SVachra provides numerous outputs for subsequent SV analysis; including: binned fragment lengths for plotting the mate pair insert distributions, lists of annotated SV calls in both .svp and .lff formats (see Additional file 1: S2 for output format definitions), .bed file of SV calls for intersection analysis, and Circos [10] input files for SV visualization. Two Circos input files are provided: a Circos link input file contains the SVachra chromosomal aberrations for the inter-chromosomal (purple) and intra-chromosomal (green) translocations, and a Circos tile input file contains the deletions (red), insertions (blue), and inversions (orange).

Results and discussion

SVachra was evaluated on a 6.2Kb average insert Nextera Tagmentation mate pair library (yielding over 90 million reads and 3X genomic sequence coverage) of the HS1011 human genome that contains a causative single nucleotide variant for an autosomal recessive Charcot-Marie-Tooth neuropathy [2, 11, 12]. The binned fragment lengths for the HS1011 Nextera mate pair sequencing library is shown in Fig. 1b and highlights the two separate insert size distributions, the inward facing reads with an average fragment length of ~450 bp and outward facing reads with an average fragment length of ~6.2Kb. The K-Means clustering calculated the upper and lower bound fragment size thresholds for the inward read set between 1 bp and 900 bp, and outward read set between 4.2Kb and 8Kb. SVachra_v1.0 was executed using an exclusionary screen out .bed file containing chromosomal centromere and telomere regions (responsible for numerous false positive), a minimum mapping quality threshold of “1”, the unique read mapped flag “-u”, and the clustering quality control heuristic option “-s” that filters overlapping alternate allele breakpoint calls that have lower contributing read counts. For the HS1011 Nextera mate pair data set, SVachra was run using a single node requiring 38Gb of memory and 28 h.

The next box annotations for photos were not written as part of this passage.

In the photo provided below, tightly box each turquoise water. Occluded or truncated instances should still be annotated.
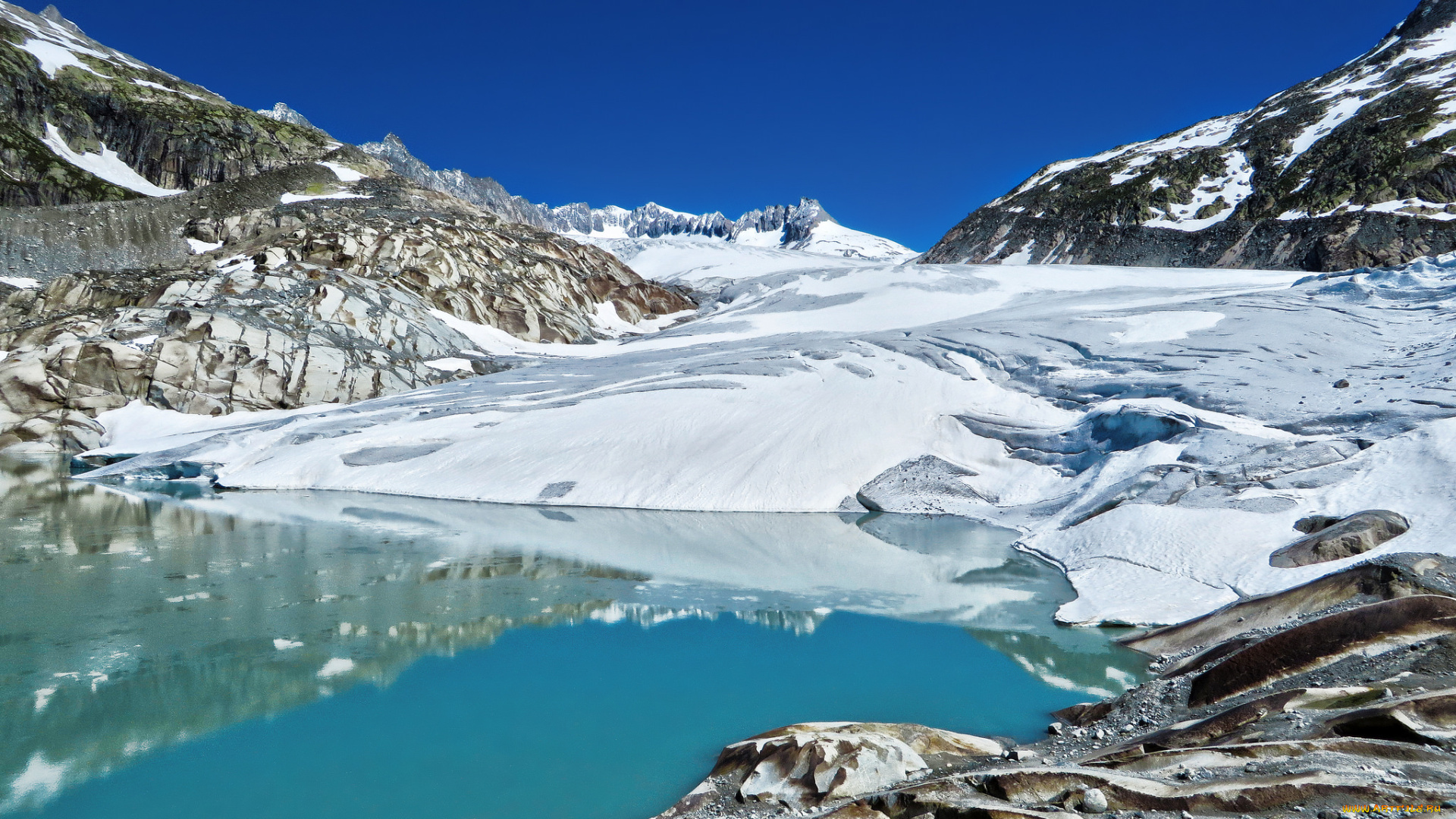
[0,462,1141,819]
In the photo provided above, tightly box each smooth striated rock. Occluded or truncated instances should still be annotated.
[678,723,1003,808]
[0,155,693,450]
[1188,595,1456,705]
[1269,509,1410,568]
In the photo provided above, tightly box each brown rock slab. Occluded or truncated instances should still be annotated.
[1269,509,1410,568]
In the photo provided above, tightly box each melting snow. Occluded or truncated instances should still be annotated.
[278,191,374,204]
[425,359,473,373]
[41,122,187,196]
[318,162,367,182]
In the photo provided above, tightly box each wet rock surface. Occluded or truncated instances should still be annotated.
[661,554,1456,819]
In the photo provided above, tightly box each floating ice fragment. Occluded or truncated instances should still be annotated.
[318,657,354,679]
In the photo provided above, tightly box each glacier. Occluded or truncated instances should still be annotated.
[86,242,1456,623]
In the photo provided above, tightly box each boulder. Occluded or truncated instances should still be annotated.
[1269,509,1410,568]
[712,723,1003,808]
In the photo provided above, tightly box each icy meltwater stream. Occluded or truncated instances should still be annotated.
[0,460,1143,819]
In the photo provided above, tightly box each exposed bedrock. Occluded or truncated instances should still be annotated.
[923,206,1456,271]
[661,554,1456,819]
[0,3,337,206]
[0,155,693,450]
[1269,509,1410,568]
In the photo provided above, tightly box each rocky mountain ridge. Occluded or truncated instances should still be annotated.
[0,149,693,450]
[0,3,332,206]
[359,132,915,259]
[923,0,1456,271]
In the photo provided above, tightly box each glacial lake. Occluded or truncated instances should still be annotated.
[0,459,1144,819]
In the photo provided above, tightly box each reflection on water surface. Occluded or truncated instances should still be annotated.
[0,460,1141,819]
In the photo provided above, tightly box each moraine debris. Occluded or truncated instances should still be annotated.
[658,551,1456,819]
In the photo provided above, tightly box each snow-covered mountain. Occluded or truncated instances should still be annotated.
[536,198,916,261]
[256,102,318,128]
[924,0,1456,270]
[358,133,916,261]
[80,244,1456,623]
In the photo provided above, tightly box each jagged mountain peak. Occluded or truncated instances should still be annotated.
[258,102,318,128]
[359,133,915,261]
[923,0,1456,270]
[1388,0,1456,38]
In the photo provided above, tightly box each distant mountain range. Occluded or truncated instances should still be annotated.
[359,133,916,261]
[921,0,1456,271]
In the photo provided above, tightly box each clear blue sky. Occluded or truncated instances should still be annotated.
[42,0,1417,249]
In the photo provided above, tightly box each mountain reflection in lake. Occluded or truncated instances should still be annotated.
[0,460,1141,819]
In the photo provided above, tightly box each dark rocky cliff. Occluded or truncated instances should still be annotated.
[923,0,1456,271]
[0,3,331,206]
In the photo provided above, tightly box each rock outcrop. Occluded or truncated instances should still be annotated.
[923,0,1456,271]
[1269,509,1410,568]
[0,149,692,450]
[661,554,1456,819]
[359,134,547,225]
[0,3,337,206]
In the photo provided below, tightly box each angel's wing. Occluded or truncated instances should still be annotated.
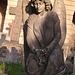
[52,0,66,47]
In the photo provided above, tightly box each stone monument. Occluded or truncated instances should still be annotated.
[24,0,66,75]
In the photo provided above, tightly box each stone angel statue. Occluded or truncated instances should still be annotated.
[23,0,66,75]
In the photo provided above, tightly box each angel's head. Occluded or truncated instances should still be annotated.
[31,0,51,12]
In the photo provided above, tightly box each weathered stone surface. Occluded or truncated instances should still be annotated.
[11,0,22,42]
[0,41,24,64]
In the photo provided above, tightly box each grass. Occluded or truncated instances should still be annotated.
[0,63,24,75]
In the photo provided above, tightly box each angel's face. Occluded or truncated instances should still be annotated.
[34,1,45,13]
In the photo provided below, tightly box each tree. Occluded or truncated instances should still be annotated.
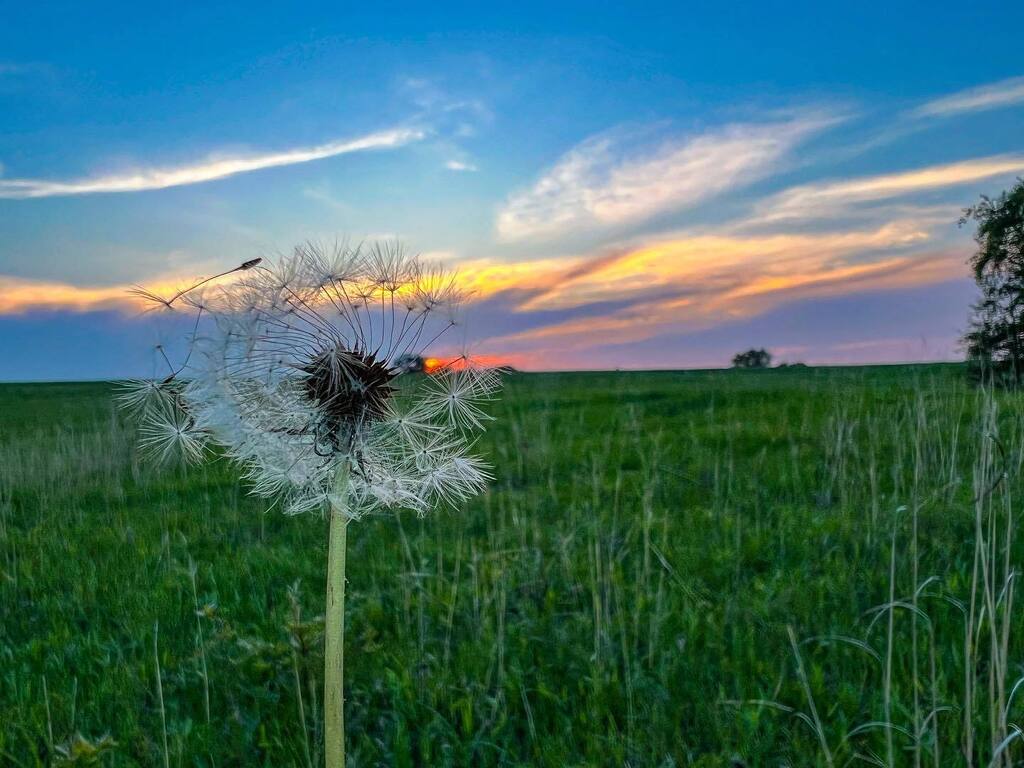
[732,349,771,368]
[961,179,1024,387]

SVachra reported a total of 5890 chromosomal aberrations in the HS1011 genome with the following breakpoint annotation type distributions: 57.7% insertions (ranging in size from 10 bp to 1.2 Mb), 17.3% deletions (ranging in size from 10 bp to 1.2 Mb), 4.5% inversions (ranging in size from 14 bp to 6 Mb), 8.2% intra-chromosomal (ranging in size from 64 bp to 223 Mb) and 2.3% inter-chromosomal translocation. The SVachra chromosomal aberrations reported for HS1011 are visualized in Fig. 1c Circos image showing tiled insertions (blue), deletions (red) and inversions (orange), and linked intra-chromosomal (green) and inter-chromosomal (purple) translocations.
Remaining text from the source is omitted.